A: I don’t see this as a strong possibility or a likely threat, especially in the near term (i.e. the next 5-10 years). This really just comes back to the argument as to whether or not email is dead, and it’s not. Social networks and their built-in messaging will certainly have their place in online communications, but the effect on email usage will be negligible. Companies like Facebook use email heavily to market its own products, for advertising, and for transactional email. Facebook loves email and couldn’t live without it.

Page 6: Q&A: How to Get The Most Out of Transactional Email

Q: How do you manage all of the out of office/auto reply bounces?

A: If you get auto-replies, such as the “out of the office” reply when you send a transactional email, then you should just let that message be. These are called “soft bounces”, and they’ll eventually get the email when they get back to their inbox. If you notice that you get this reply repeatedly when sending to a particular email address, it’s probably a good idea to remove them from your list, or place them in a suppression list, so as to not send to them anymore. Some people recommend allowing 3-5 soft bounces before removing someone from your list.

Page 7: Q&A: How to Get The Most Out of Transactional Email

Q: How do you feel about HTML versus plain text emails for transactional emails?

A: In most cases, you’d ideally include both variations (i.e. send multi-part mime emails). Plain text emails should be the priority if you are only going to send one version. Most people do not have their mail set up to display all images. Assume that they won’t enable images, and design your emails with this assumption firmly in place. You can create your transactional emails in such a way that your customer will see buttons and colors and such in plain-text versions- you just have to do some homework and be smart about your design. Look at some examples from other companies that are doing this well. If you are including HTML, take advantage of its capabilities and create an awesome experience for those customers who do enable images by default or on a per-message basis.

Page 8: Q&A: How to Get The Most Out of Transactional Email

Q: The deliverability guide you have mentioned doesn’t go into exactly what a good ratio for words to images is. Does SendGrid provide any kind of support or access to a test bed for standard SPAM nets to see possible scores? Is there a way to see what the potential for this email to be caught?

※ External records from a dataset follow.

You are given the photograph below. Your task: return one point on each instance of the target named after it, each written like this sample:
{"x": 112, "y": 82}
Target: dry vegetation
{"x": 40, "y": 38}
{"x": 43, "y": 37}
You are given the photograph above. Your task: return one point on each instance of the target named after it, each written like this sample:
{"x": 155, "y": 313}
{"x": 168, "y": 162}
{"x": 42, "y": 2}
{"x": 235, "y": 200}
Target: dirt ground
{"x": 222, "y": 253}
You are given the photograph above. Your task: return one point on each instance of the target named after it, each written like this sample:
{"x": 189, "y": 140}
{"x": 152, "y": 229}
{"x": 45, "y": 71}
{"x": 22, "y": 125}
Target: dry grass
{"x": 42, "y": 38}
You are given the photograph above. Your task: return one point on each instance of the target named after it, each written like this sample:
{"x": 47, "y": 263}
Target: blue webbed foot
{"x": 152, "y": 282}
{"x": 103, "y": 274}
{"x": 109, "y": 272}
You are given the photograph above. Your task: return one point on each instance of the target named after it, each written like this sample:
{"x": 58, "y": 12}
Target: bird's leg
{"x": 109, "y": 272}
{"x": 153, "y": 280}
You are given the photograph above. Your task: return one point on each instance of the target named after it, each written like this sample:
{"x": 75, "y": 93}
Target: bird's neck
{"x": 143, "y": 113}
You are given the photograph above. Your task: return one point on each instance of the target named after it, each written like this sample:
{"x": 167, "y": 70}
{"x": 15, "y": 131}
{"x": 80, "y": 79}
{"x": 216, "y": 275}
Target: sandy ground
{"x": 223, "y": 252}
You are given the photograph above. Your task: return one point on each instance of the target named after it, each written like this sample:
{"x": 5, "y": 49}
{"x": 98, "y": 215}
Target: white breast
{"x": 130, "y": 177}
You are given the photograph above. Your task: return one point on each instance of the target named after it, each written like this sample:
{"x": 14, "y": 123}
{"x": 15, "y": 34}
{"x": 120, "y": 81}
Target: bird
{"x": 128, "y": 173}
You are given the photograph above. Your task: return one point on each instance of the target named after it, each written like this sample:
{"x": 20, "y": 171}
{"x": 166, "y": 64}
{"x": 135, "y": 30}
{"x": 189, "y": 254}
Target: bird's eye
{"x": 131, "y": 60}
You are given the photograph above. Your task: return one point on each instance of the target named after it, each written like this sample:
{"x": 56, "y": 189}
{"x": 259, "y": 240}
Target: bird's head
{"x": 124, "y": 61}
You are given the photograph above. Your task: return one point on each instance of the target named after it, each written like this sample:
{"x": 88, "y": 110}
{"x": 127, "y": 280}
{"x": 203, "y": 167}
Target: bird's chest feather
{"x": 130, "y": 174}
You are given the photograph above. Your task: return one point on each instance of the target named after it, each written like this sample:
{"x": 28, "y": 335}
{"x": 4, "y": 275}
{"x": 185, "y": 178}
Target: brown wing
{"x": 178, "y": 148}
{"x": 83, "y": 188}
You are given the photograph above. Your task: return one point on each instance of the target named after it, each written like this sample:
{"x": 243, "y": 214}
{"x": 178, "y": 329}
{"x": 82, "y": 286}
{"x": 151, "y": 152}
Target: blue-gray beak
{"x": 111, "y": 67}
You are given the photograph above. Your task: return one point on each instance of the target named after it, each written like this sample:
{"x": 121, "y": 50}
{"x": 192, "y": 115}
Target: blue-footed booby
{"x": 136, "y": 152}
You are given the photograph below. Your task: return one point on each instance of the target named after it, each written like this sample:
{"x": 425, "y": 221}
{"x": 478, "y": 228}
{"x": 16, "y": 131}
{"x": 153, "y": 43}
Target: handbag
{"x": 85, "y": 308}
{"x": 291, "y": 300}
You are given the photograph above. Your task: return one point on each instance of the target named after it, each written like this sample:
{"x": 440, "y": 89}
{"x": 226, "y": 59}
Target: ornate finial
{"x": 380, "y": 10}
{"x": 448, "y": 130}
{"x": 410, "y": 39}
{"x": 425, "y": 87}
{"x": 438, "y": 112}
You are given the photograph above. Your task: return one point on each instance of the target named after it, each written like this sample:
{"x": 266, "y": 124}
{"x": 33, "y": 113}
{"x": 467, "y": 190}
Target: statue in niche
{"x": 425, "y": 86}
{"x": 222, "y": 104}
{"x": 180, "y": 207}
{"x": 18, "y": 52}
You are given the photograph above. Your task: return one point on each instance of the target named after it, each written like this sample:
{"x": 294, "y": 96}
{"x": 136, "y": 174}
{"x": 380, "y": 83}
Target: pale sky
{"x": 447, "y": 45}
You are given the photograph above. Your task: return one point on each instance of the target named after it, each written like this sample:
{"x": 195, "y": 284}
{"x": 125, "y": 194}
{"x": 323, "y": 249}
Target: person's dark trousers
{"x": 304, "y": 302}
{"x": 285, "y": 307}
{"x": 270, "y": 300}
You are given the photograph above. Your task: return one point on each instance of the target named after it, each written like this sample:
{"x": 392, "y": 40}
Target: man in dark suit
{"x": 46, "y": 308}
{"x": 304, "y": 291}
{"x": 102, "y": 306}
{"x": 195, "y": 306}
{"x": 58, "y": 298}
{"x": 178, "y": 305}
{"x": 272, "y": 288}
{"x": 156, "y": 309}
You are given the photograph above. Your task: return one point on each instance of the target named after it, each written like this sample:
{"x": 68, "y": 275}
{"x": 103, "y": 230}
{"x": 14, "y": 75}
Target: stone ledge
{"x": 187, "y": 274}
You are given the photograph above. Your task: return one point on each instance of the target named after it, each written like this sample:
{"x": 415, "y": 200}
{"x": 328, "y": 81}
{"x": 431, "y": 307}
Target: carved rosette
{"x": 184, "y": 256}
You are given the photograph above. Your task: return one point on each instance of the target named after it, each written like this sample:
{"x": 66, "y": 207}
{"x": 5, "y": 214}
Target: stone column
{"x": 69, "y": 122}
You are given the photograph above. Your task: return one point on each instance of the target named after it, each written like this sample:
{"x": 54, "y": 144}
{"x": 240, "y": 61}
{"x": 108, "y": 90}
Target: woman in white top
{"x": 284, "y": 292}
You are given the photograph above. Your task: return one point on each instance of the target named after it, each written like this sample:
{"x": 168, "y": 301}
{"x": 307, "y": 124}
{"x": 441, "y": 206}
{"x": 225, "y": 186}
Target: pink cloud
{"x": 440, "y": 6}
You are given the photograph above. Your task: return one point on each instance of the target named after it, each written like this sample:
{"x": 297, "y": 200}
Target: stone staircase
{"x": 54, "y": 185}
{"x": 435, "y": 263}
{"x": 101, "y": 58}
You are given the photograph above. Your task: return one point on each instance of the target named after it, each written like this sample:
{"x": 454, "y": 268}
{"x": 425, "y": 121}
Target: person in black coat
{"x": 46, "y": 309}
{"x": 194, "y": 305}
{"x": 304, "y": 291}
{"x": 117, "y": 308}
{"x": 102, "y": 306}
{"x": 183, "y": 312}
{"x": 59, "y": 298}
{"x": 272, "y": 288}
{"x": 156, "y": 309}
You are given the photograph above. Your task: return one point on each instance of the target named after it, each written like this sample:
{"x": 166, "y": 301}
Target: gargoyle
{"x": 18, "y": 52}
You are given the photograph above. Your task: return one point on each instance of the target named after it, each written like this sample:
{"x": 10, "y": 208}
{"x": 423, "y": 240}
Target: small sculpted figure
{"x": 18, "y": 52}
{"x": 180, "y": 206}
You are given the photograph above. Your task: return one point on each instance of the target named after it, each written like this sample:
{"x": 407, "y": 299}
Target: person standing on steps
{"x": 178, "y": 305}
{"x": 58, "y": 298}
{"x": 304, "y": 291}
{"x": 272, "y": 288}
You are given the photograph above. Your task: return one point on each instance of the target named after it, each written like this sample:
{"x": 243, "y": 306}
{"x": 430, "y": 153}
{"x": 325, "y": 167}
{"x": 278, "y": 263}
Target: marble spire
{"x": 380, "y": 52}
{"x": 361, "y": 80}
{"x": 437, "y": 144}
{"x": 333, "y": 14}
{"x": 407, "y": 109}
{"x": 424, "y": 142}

A: Great Question! We recommend IsNotSpam and ProgrammersHeaven as great tools to double check the potential of an email to b caught by a spam filter. At SendGrid, we do have a spam checker app that uses SpamAssassin to assign a score to emails that you request for us to send through your account. You can configure that app to prevent emails from being sent that do not meet the minimum spam score that you specify. The Drawback to this method is that it doesn’t work for simply running your email through the test before actually attempting to send to your customer, but we are hoping to see some improvements to this feature in the not-too-distant future.

Page 9: Q&A: How to Get The Most Out of Transactional Email

Q: How many emails can you send at one time before they will be labeled as spam?

A: Sending a high volume of emails will not necessarily result in any emails being flagged as spam. By following best practices outlines on our blog, white papers, and webinars, you can achieve very high deliverability rates consistently. Companies like Pintrest and Foursquare send tons of transactional email and see great deliverability because they do it right.